HOUSTON (AP) — Now that the sun is finally shining and the murky, brown floodwaters are slowly receding in much of the Houston area, grim reality is setting in.

Harvey is about to release its dead.

In Texas, the official death toll stood at 23 on Wednesday, although authorities were investigating an additional 17 deaths to determine whether they were storm related. Officials fear that the number of fatalities will climb sharply in coming days as neighbors, emergency workers and family members search for the missing — and discover the bodies of people trapped in waterlogged homes or encased in underwater graves inside cars. And the death toll might rise even further in the recovery phase, from car crashes, carbon monoxide poisoning or other accidents during cleanup.
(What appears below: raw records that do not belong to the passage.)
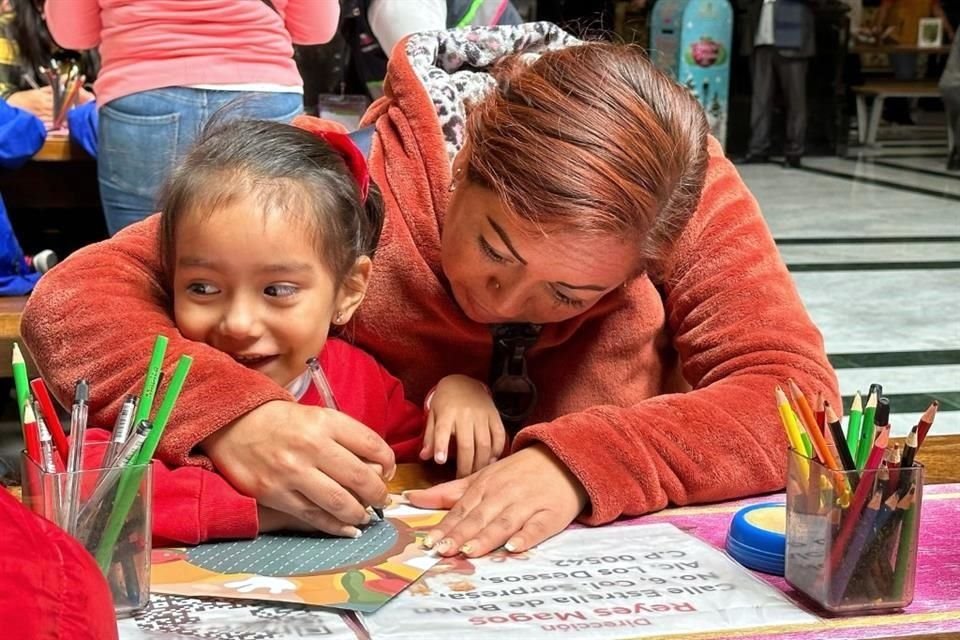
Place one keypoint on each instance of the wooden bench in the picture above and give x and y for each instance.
(881, 90)
(10, 312)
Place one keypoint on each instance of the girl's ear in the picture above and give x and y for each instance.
(352, 290)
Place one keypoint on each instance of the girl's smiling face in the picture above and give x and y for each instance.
(251, 284)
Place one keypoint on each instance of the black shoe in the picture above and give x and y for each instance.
(953, 162)
(754, 158)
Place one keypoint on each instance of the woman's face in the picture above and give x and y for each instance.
(504, 270)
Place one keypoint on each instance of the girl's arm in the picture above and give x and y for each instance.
(74, 24)
(96, 316)
(312, 21)
(740, 329)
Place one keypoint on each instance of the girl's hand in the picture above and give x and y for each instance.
(39, 102)
(318, 465)
(463, 407)
(517, 502)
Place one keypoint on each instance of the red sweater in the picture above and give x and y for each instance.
(194, 504)
(647, 398)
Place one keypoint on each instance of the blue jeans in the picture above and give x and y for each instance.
(144, 135)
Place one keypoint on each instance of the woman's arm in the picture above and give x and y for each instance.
(740, 329)
(312, 21)
(74, 24)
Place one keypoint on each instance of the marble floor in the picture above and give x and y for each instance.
(873, 243)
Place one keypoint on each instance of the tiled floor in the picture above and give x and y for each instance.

“Historically all estimates of deaths are wrong in the beginning,” said Craig Fugate, who was the Federal Emergency Management Agency director from 2009 until earlier this year.

Already, the nation is shocked by the horrors revealed as the storm moves out of the area and east toward Louisiana and points north.

The first confirmed fatality came early: A man in the Gulf coastal city of Rockport was killed in a fire late Friday as the storm raged ashore.

On Wednesday, officials located a submerged van that seven members of a Houston family had been traveling in when it was swept off a bridge and into a storm-ravaged bayou. Samuel Saldivar told police he was trying to bring his elderly parents and his brother’s four grandchildren to safety from their flooded home on Sunday when the van he was driving was tossed by a strong current into the bayou as it crossed the bridge. He escaped through a window but the six others were trapped when the van’s partially submerged sliding door wouldn’t open.

Also Wednesday, authorities said 65-year-old Donald Rogers and his 58-year-old wife, Rochelle, drowned when they were swept away by a current after driving their pickup truck into floodwaters in a rural area southwest of Houston. Fort Bend County Sheriff’s Maj. Chad Norvell said the couple was on the phone with 911 asking for help when the line went silent. When officers found the truck, it was completely submerged.

On Tuesday afternoon, a 3-year-old girl was found alive in a rain-swollen canal, clinging to the body of her drowned mother in Beaumont, Texas. A second woman was confirmed dead in Beaumont on Wednesday.

Earlier Tuesday, the body of 61-year-old Houston Police Sgt. Steve Perez was found in his car. He’d been swept down a flooded road as he drove to his precinct, determined to serve his community.